La bibliothèque libre.
Le texte de cette page a été corrigé et est conforme au fac-similé.

Il est également permis de soupçonner la Russie, et on y est autorisé par l’histoire de ses rapports avec la Pologne[1], d’avoir voulu maintenir à Yassy et à Bucharest mi foyer d’excitation qui lui permît un jour, à la faveur de circonstances que son habileté ou le hasard pouvait amener, de s’approprier définitivement des provinces qu’elle avait peu à peu détachées de la puissance suzeraine, et dont elle n’avait assuré l’autonomie que pour mieux les absorber, comme elle l’avait fait avec les khans de Crimée.

Cependant les idées d’autonomie, de race et d’indépendance nationale que la Russie avait fomentées dans les principautés, afin de s’en faire un instrument de conquête pacifique jusqu’au Danube et une cause de bouleversement en Turquie au-delà de ce fleuve, ces idées, disons-nous, avaient fait d’immenses progrès à l’approche de la crise qui allait agiter l’Europe en 1848. Dans l’esprit de la jeunesse, elles avaient même pris un caractère tout national et anti-russe.

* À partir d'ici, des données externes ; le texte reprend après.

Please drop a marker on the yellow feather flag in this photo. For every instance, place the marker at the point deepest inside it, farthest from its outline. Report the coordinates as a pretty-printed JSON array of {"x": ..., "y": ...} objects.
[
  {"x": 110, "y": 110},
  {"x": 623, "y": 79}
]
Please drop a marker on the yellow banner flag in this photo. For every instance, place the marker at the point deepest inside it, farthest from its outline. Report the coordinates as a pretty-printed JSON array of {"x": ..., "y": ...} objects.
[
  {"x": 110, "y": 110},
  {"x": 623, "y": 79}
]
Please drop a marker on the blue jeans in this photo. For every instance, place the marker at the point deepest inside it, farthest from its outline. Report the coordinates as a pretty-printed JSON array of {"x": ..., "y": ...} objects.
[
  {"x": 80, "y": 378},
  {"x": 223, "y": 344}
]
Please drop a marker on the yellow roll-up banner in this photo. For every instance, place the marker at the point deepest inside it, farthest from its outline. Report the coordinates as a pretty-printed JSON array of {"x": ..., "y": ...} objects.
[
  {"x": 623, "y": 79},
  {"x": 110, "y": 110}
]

Le prince Bibesco en fut ébloui, et fut soupçonné par les cours protectrice et suzeraine d’avoir voulu se servir de ces sentimens nobles, mais chimériques à cette époque, et qui devaient amener tant de désordres et de maux dans les principautés, pour l’accomplissement d’un projet plus chimérique encore, — nous voulons parler de la création d’un royaume daco-roumain pour lui et ses héritiers. Quoi qu’il en soit de la réalité de ces soupçons, tout concourait, au commencement de l’année 1848, à rendre une crise imminente dans les principautés, surtout en Valachie. Le chef de l’état y déployait un luxe extraordinaire, tandis que les employés se livraient ouvertement et impunément aux plus grandes concussions. La jeunesse s’enflammait pour les idées de nationalité et d’indépendance ; les gens raisonnables et honnêtes demandaient des réformes devenues indispensables. Quant aux paysans, ils étaient écrasés de travaux et de corvées au profit des favoris et des favorites de la cour et des ministres, et le consul-général de la puissance protectrice prêtait tout son appui à un ordre de choses profondément impopulaire. Ce qui contribua à hâter l’explosion, ce fut la révolution de février, qui eut un si immense retentissement dans toute l’Europe, et dont le contre-coup fit éclater à Bucharest une insurrection populaire victorieuse qui renversa le prince Bibesco, dispersa ses ministres, et souffla sur sa cour et ses rêves dynastiques. Les hommes qui se mirent à la tête du mouvement étaient pour la plupart animés

  1. On sait que, par l’article secret du traité du 11 avril 1761 (Martens, t. 1er , p. 229) la Russie et la Prusse se réservaient le droit d’un recours aux armes pour garantir la Pologne contre toute tentative qui aurait menacé sa constitution ou ses lois fondamentales, c’est-à-dire que les puissances, en interdisant à la Pologne le droit de corriger des institutions vicieuses, lui étaient toute chance de salut ; elles savaient que ce respect de la légalité la tuerait.